Key messages I will take from this book (some of which reinforce reading from other sources):
  • Fascial webbing that pervades our bodies has been building, refolding and remodelling since the foetus was 2 weeks old - it remains constant (ever present) and changing (adapting) throughout all our life.
  • Everything is a compromise - the stability vs mobility balance is always being played out in our body.
  • Congestion and mechanical strain often affects the body in distant parts - because the fascial web is altered.
  • Fascia is contractile*.
  • Tensegrity** is key; "The body is designed to distribute strain globally, not focus it locally".
  • The fascial system is a repository for chronic issues because of its ability to accept change slowly and retain the changes it makes. Chronic tension because of inappropriate fascial shortness can lead to trigger points, fascial thickening and compensation patterns throughout the body.
  • Fascial tissue deforms because of injury, abuse, misuse or disuse - but because of its plasticity it can be reformed with manual therapy, stretching and awareness (such as changing postural habits).
* Until recently it was thought that only muscles contracted but it is now known that myofibroblasts exert a force on the fascia causing contractions. Not as quick to respond as muscles (perhaps 20mins), fascia does however retain the contraction for hours - leading to sustained mechanical tension and postural changes.

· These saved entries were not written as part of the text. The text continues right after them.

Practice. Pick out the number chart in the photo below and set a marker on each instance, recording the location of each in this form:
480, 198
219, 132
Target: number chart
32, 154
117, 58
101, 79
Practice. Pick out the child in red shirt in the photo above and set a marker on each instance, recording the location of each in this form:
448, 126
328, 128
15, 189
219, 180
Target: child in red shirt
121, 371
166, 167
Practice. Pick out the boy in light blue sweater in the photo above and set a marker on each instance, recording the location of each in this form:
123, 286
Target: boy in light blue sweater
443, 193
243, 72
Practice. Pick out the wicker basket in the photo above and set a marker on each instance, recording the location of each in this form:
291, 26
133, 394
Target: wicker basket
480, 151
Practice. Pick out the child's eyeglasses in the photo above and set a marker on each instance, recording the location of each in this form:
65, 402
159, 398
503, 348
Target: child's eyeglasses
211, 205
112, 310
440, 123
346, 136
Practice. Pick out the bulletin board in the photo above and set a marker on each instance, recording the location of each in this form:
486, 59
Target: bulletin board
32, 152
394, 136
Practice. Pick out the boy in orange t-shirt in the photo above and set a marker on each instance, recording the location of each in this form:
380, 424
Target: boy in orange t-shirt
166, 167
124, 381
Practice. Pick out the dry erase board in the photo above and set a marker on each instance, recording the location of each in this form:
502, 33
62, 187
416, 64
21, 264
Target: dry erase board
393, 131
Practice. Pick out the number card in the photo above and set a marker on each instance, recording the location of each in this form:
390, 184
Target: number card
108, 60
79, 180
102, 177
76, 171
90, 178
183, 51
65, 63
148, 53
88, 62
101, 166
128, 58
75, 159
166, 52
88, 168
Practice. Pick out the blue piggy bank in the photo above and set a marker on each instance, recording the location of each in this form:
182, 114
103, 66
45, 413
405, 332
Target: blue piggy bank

** A word on tensegrity - engineers build houses and structures to withstand forces applied to them, just as the body does - but, the body is able to maintain its structure when, for example, held upside down or when pressure it exerted on one area.  Through deforming one part of the body small amounts of deformation are felt throughout the body, and a tensegrity model can demonstration this. An amazing Christmas present was given to me this year which allows me to demonstrate this to our clients:

No tension applied
Tension applied by right hand
The two photos above aim to demonstrate what happens when there is tension applied to one area of the tensegrity model. The right hand is pulling on a cord at the top, and you can imagine this is a tight muscle, tendon or area of restricted fascia within the body. On a quick glance you will notice that the whole structure has become deformed, squashed and distorted a little if you like. On closer inspection you will see that there are changes visible throughout the model. As one example, take the yellow node held in the left hand - it forms a triangle with a blue node above and another out of sight node; see how that triangle has altered in size. So while the cord at the top of the model is being pulled it has affected this distant area, just as fascial restrictions in for example the calf can affect the hip, lower back or elsewhere. It is difficult to demonstrate a 3D model with a photograph, but I hope you can see the basic idea behind strain being applied globally, not just locally. It is this principle which we apply in our massage and remedial treatments.

I will be continuing to read this book over the coming months - there are six chapters on the different body areas (foot & lower leg; knee & thigh; hip; abdomen, thorax & breathing; spine; and shoulder & arm). There is good guidance on postural assessment and clear diagrams on various anatomical structures - so don't be surprised if I show you this book (or the tensegrity model) when you come for a treatment. It really is a good tool for all manual therapists who are keen to educate their clients and give them the best possible treatment and home care advice.